Court Opinion

ID: 6808204
Source: CourtListenerOpinion
Date Created: 2022-07-23 18:50:06.714205+00
Date Added: 2024-06-11T16:03:32.868602
License: Public Domain

Fauntleroy, J.,
delivered the opinion of the court.
The cause of controversy was and is the construction of the fifth and sixth clauses of the will of W. C. Jordan, deceased, made part of the record. The appellees have made and submitted a motion to dismiss the appeal, presented by the record in this case as having been improvidently granted, upon the ground that more than six months had elapsed when the appeal *419was asked since the rendition in the circuit court of the decree complained of; that decree being a final decree refusing a bill of review, within the meaning and purview of the statute allowing and limiting appeals and writs of error. Acts 1884, Extra Session, p. 21. This suit was originally brought in the circuit court of Nelson county for the purpose of construing the will of W. O. Jordan, deceased, and making partition of his real estate among his devisees. The court having construed the will as the parties then stood before the court, and partition of the land having been decreed and executed, a further question of construction, viz: who were entitled to the share'of Oscar D. Jordan, one of the sons and devisees named in the fifth clause of the will of W. O. Jordan, deceased, who had meanwhile died intestate and without issue, was presented to the court by a petition filed in the cause by the appellees, who claimed that they were entitled to the said Oscar D. Jordan’s share, to the exclusion of the appellants. At the September term, 1884, of the said circuit court, the appellants having answered this petition, the court entered a decree sustaining the claim of the appellees, and deciding that the appellants, under the will of W. O. Jordan, took no part of Oscar D. Jordan’s share of the real estate. This decree was rendered on the 3d day of October, 1884. At the September term, 1885, one year afterwards, the appellants filed their petition for a rehearing and reversal of the said decree of October 3, 1884; and at the August special term, 1886, of the said circuit court of Nelson county, a decree was rendered upon the said petition, refusing its prayer and reaffirming the decree of October 3, 1884. Erom this decree the appellants presented their petition to one of the judges of this court, asking for this appeal on July 25, 1887, which was allowed.
The motion to dismiss the appeal is made under the third section and the seventeenth section of chapter 18 of Acts 1884, pp. 20, 21. This statute, limiting the time within which appeals and writs of error may be allowed, after reducing the time from two years to one year, says: “provided, *420however, that if the final decree from which an appeal is asked is a decree refusing a hill of review to a final decree rendered more than twelve months prior thereto, no petition for an appeal from or supersedeas to such decree so refusing a hill of review shall he allowed, unless it he presented within six months from the date thereof.” The decree of October 3, 1884, was rendered more than twelve months prior either to the decree refusing the bill of review or to the present action of the petition for appeal; and the petition for appeal was presented eleven months after the decree refusing the bill of review.

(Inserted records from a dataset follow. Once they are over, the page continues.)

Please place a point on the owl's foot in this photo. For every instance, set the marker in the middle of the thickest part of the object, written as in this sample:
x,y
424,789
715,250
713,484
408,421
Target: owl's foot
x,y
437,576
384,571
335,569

It is contended, however, by the appellants that the statute must be construed to apply only to a decree refusing to permit a bill of review to be filed, and not a decree refusing the prayer of a bill of review.- We are of opinion that the record in this case presents a case clearly within the purview of the statute; the obvious prescription and policy of which is to limit the period allowed for appeals and supersedeas in cases of bills of review to six months, whether the decree of refusal be to the filing of the bill of review or to the prayer of the bill, because, in effect, they are the very same. The refusal to permit a bill of review to be filed is, necessarily, a refusal of the prayer and object of the bill, and is an adjudication of the merits of the case made by the bill of review, and operates an affirmance of the decree sought to be reviewed. This court being without jurisdiction to entertain this appeal, it must be dismissed, with costs to the appellees; and this disposes of the case, leaving it as decided by the decree below.
Appeal dismissed.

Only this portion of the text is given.